Navigate to Belief section

The Modern-Day Appeal of Tu B’Shevat

The Jewish New Year of the Trees demands little of us, but offers us a chance to connect our roots with good causes, new rituals, and recipes

by
Jenna Weissman Joselit
January 30, 2018
Photo: Library of Congress/G. Eric and Edith Matson Photograph Collection
Photo: Library of Congress/G. Eric and Edith Matson Photograph Collection
Photo: Library of Congress/G. Eric and Edith Matson Photograph Collection
Photo: Library of Congress/G. Eric and Edith Matson Photograph Collection

If ever there was a holiday ripe for revitalization and collective embrace, it’s Tu B’Shevat, the Jewish New Year of the Trees. Falling smack in the middle of winter, when the weather is usually not at its best, the age-old festival, which some scholars date to the early Middle Ages, heralds the prospect of regeneration, of sunnier days ahead. That alone should commend it to North American Jews, lifting their spirits when they sag under the weight of gloves and hats and scarves, their movement impeded by the heavy tread of boots.

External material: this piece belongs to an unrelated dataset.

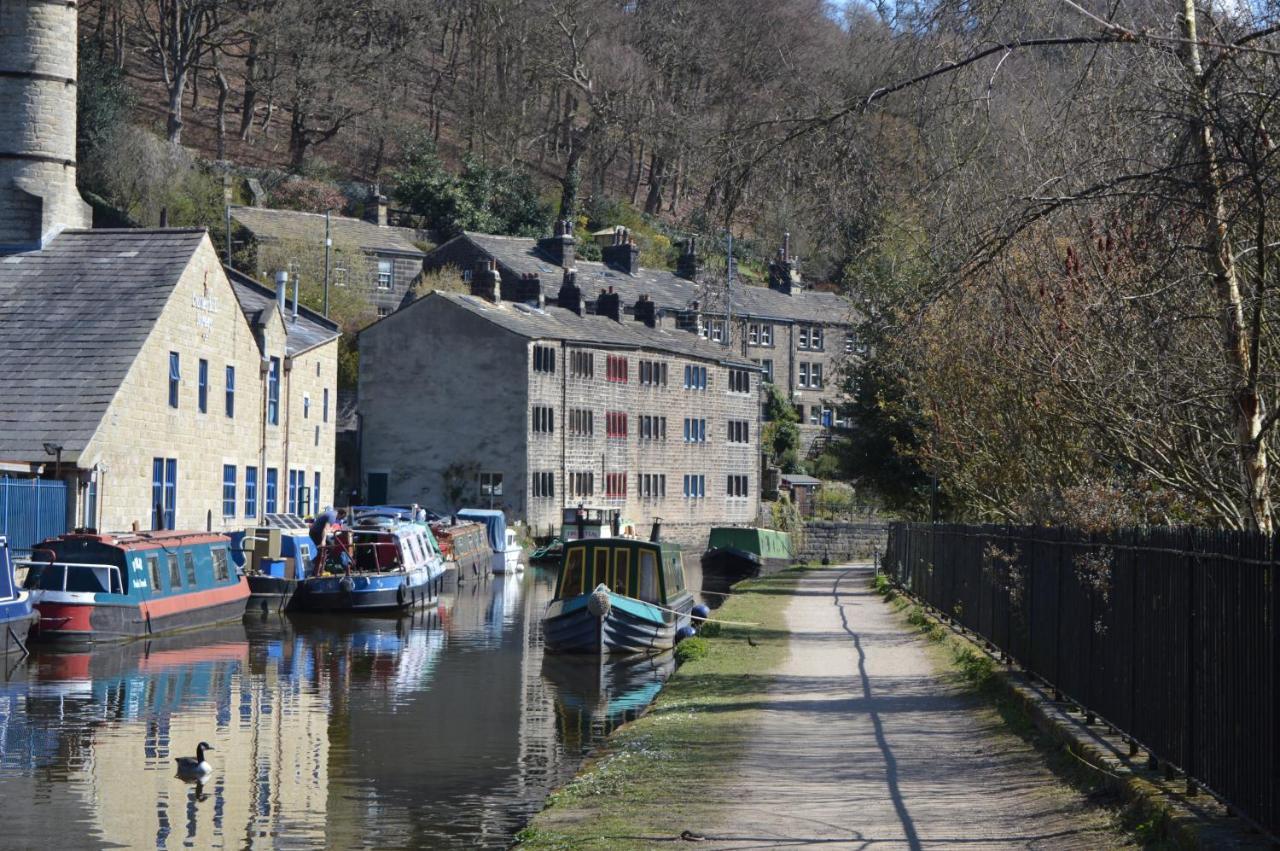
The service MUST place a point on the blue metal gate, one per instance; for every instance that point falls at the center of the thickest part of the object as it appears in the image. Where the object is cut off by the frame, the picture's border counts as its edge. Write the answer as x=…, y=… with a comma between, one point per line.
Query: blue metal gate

The promise of a spring in our steps isn’t the only thing that renders Tu B’Shevat an attractive candidate for celebration. It asks little of us: No fasting or renunciation, no breast-beating, no synagogue-attendance, no declaration of faith is required. Instead, Tu B’Shevat comes bearing food, song, easygoing rituals, and a child-centered context in which to engage them.

The consumption of products grown in the Holy Land is the centerpiece of the holiday. Once upon a time, this meant dried apricots, figs, dates, and a brown, barklike substance called bokser. That unfamiliar item, which gave one’s teeth quite a workout, together with other dried fruits that gave new meaning to desiccation, came in an equally unattractive brown paper bag: hardly an effective way to forge long-lasting ties to the State of Israel. Not until many years later, when I became a devotee of my local health food store, did I learn that bokser had another name and another association: Known in those quarters as a carob pod, it’s thought to be both tasty and good for you. But that was still to come. When, as a wee lass, I was given this poor excuse of a goody bag, all I could think of was “yech.”

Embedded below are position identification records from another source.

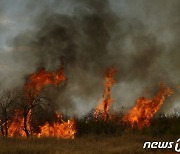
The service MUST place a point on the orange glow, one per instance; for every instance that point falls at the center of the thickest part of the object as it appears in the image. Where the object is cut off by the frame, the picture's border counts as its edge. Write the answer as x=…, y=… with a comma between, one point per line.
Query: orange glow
x=37, y=81
x=60, y=129
x=145, y=108
x=17, y=125
x=103, y=108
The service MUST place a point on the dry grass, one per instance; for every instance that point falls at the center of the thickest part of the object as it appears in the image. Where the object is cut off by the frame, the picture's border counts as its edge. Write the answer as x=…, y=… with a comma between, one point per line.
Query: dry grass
x=82, y=145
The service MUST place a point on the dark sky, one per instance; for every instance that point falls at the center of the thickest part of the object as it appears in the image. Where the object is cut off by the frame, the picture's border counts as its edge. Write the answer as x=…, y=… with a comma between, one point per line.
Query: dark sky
x=143, y=26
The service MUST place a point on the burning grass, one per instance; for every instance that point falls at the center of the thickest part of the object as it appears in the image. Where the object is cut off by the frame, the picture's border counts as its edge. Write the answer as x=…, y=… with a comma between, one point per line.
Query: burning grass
x=126, y=143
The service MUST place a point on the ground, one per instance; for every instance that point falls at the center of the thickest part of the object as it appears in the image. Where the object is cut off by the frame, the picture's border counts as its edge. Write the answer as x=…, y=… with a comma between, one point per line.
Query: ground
x=82, y=145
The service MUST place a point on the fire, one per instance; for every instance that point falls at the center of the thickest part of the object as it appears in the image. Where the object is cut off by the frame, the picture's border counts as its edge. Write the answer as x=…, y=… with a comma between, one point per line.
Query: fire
x=16, y=127
x=60, y=129
x=42, y=78
x=103, y=108
x=145, y=108
x=37, y=81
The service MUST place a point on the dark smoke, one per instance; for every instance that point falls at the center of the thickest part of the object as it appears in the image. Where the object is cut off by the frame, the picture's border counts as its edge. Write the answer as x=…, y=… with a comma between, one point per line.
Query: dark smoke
x=140, y=40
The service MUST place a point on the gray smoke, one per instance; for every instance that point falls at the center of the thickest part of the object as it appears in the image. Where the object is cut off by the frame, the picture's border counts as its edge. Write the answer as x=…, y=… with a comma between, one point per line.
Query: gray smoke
x=139, y=38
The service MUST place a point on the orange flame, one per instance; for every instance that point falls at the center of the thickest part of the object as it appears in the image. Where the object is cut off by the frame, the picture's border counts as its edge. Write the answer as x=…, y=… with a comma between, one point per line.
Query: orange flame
x=16, y=127
x=103, y=108
x=60, y=129
x=37, y=81
x=145, y=108
x=42, y=78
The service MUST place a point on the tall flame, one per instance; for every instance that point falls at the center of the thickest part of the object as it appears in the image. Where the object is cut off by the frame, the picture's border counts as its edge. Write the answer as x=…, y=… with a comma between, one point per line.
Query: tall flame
x=37, y=81
x=106, y=102
x=60, y=129
x=145, y=108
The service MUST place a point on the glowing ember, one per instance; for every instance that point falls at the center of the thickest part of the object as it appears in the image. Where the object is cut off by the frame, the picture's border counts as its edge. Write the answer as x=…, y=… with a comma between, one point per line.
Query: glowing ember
x=17, y=125
x=65, y=130
x=42, y=78
x=145, y=109
x=103, y=108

Happily, things have changed. These days, there’s no need to lose a tooth or suppress your appetite on the 15th of Shevat. Creative cooks have developed tasty and fanciful alternatives to bokser, ranging from sprightly grain salads and persimmon-laced pastries to chocolate bark.

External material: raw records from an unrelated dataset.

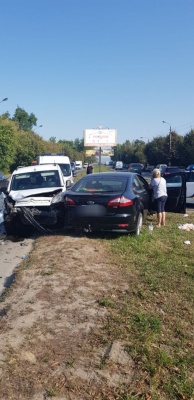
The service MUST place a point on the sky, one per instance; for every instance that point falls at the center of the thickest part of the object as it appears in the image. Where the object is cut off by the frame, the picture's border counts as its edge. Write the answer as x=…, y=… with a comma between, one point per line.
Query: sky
x=80, y=64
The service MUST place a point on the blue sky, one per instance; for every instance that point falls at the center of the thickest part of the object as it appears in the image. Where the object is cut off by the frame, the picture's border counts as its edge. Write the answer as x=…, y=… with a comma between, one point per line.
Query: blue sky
x=79, y=64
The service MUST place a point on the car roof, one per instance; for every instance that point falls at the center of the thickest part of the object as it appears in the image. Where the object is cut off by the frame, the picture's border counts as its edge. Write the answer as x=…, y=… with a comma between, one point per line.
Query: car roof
x=38, y=168
x=109, y=175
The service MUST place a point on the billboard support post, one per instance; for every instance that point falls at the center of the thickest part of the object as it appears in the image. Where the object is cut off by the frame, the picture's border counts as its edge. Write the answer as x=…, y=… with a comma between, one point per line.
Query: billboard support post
x=99, y=159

The ritual life of Tu B’Shevat has also changed. Years ago, its commemoration was as meager and unprepossessing as its cuisine: You’d sing a few songs, dance a few listless rounds of the hora, and symbolically plant a tree in the land of Israel. There wasn’t much to it. These days, growing numbers of American Jews hold a Tu B’Shevat Seder, which, like the more familiar Passover version (but of shorter duration), welds eating, drinking, singing, and the reading of a wide range of texts—some kabbalistic in origin, others of a more contemporary ecological bent—into a bona fide ceremonial occasion.

Tu B’Shevat’s appeal resides not just in its foods and rituals, but also in its sensibility, which is nothing if not pliable. The day lends itself to good thoughts and goods deeds that bear on fruitful contemporary issues, from environmental stewardship and sustainability to our relationship with the Land of Israel. In the right hands and with the right attitude, they can be effectively combined into a wholesome, uplifting and decidedly modern practice.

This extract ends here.